Pequenas alegrias

Foto: Rodrigo F. Pereira
Em texto publicado no site Câmara Obscura, Rodrigo F. Pereira reflete sobre a complexidade presente no momento em que o fotógrafo decide qual técnica irá empregar para concretizar determinada ideia ou capturar uma cena que se mostra a ele. Um mesmo objeto pode gerar duas ou mais representações imagéticas completamente diferentes. É possível, inclusive, que o assunto fotografado seja transfigurado de tal forma que apenas o fotógrafo, que estabeleceu contato com o objeto embrionário de sua criação, seja capaz de fazer a associação entre as duas realidades.
O que provoca a seguinte reflexão: seria, de fato, relevante que o produto do trabalho conceitual e técnico do fotógrafo se assemelhasse de forma clara e previsível à matéria-prima que o gerou? Há quem defenda que não.

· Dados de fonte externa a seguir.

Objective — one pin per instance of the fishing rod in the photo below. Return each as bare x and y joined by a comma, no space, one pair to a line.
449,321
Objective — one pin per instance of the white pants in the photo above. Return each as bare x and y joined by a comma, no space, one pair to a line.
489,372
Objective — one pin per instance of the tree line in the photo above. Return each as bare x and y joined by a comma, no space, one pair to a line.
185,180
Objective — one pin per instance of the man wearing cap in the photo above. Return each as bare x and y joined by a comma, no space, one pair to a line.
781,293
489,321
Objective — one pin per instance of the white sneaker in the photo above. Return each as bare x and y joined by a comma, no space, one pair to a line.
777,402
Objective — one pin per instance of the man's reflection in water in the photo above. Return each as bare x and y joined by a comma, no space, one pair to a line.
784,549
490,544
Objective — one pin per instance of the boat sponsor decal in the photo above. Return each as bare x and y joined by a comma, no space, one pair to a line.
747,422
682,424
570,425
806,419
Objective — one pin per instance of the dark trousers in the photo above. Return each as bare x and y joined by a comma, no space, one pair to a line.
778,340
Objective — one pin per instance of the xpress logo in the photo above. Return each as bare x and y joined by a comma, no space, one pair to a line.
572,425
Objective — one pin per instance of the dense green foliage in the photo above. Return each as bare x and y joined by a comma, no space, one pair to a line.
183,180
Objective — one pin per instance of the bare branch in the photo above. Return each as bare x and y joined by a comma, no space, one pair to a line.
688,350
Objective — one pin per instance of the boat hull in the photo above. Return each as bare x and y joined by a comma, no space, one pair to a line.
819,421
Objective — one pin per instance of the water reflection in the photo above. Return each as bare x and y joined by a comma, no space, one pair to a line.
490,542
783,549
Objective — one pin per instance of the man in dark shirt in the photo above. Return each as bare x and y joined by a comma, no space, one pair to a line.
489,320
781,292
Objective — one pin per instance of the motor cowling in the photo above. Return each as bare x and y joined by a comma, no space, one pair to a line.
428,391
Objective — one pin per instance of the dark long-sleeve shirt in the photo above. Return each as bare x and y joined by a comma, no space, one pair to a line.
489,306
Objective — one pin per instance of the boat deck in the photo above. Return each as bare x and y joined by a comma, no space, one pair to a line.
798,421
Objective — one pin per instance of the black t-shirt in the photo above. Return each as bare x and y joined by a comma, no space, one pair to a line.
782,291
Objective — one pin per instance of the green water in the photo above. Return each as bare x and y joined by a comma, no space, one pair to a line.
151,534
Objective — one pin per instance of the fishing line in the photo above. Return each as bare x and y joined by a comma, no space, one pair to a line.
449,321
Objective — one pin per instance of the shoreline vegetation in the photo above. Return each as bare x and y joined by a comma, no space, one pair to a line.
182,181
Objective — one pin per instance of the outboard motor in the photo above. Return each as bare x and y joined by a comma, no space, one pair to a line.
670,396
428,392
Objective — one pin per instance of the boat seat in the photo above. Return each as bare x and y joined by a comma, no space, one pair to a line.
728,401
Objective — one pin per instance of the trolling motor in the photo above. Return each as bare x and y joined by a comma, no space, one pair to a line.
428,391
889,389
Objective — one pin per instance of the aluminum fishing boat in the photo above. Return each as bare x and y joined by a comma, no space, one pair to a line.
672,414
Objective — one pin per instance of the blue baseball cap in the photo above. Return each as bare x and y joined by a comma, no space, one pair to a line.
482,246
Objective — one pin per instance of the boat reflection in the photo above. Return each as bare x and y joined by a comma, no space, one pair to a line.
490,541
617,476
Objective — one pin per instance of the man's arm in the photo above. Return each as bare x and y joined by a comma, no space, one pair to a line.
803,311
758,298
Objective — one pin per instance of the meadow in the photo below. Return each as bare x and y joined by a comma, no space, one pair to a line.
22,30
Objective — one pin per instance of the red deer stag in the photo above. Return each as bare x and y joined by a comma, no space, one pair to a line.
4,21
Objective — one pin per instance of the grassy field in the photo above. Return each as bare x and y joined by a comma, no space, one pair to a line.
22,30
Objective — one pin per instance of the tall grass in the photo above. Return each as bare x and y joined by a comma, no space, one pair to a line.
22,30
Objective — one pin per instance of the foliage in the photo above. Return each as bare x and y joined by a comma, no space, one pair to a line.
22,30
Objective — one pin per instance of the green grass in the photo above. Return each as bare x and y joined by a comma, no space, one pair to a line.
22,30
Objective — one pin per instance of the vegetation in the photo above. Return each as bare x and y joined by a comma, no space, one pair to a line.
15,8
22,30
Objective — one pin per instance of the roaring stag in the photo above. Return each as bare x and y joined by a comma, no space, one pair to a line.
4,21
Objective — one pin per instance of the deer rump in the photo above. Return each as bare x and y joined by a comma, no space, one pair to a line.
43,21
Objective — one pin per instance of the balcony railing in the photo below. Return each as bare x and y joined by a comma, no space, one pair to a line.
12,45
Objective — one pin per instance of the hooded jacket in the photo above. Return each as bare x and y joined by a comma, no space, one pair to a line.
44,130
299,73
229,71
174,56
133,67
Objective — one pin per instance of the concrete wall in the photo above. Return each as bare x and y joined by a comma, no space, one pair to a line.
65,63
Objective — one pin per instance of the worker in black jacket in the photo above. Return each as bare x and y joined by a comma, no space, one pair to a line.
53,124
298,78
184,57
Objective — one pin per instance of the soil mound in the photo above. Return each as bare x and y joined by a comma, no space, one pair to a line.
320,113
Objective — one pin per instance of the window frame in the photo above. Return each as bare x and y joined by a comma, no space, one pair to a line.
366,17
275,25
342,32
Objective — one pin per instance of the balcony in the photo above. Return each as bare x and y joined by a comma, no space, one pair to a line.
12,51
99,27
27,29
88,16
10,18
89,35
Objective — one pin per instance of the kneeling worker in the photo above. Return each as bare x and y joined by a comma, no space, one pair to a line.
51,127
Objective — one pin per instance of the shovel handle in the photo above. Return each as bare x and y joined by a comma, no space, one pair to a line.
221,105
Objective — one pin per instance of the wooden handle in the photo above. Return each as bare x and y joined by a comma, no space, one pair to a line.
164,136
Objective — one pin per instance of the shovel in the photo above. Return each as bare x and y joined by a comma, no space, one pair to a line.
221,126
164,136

Há quem seja adepto da filosofia “aprender para esquecer”. Não esquecer no sentido de voltar à estaca zero, mas de não se prender às regras formais do “como fazer” para fazer a seu modo, e criar, comunicar ideias.
Mais do que o prazer provocado por uma fotografia tecnicamente bem executada, há a alegria em se surpreender com um resultado inesperado. O próprio processo de produção de uma fotografia que fuja à representação pura da realidade e atenda a uma ideia que teima em se concretizar, transgredindo-se a técnica ou lançando mão do acaso para chegar ao resultado planejado, já é fonte de êxtase e realização pessoal. O imprevisto e a falta de controle sobre a imagem final tornam sua confecção ainda mais atraente e desafiadora.
É esta alegria provocada pelo resultado inesperado que faz da transgressão da técnica uma gostosa brincadeira. Talvez seja um meio também de escapar um pouco das convencionalidades que cercam aqueles que detêm o conhecimento da técnica fotográfica e fazê-los voltar à surpresa causada pelas primeiras fotografias, frutos das descobertas do mecanismo da máquina, da interação entre luz, filme e químicos fotográficos.
Para concluir este artigo, que não pretende mais do que provocar reflexões acerca do tema, nada melhor do que a frase do escritor alemão Hermann Hesse:
“A felicidade é um como, não um o quê, é um talento, não um objeto”.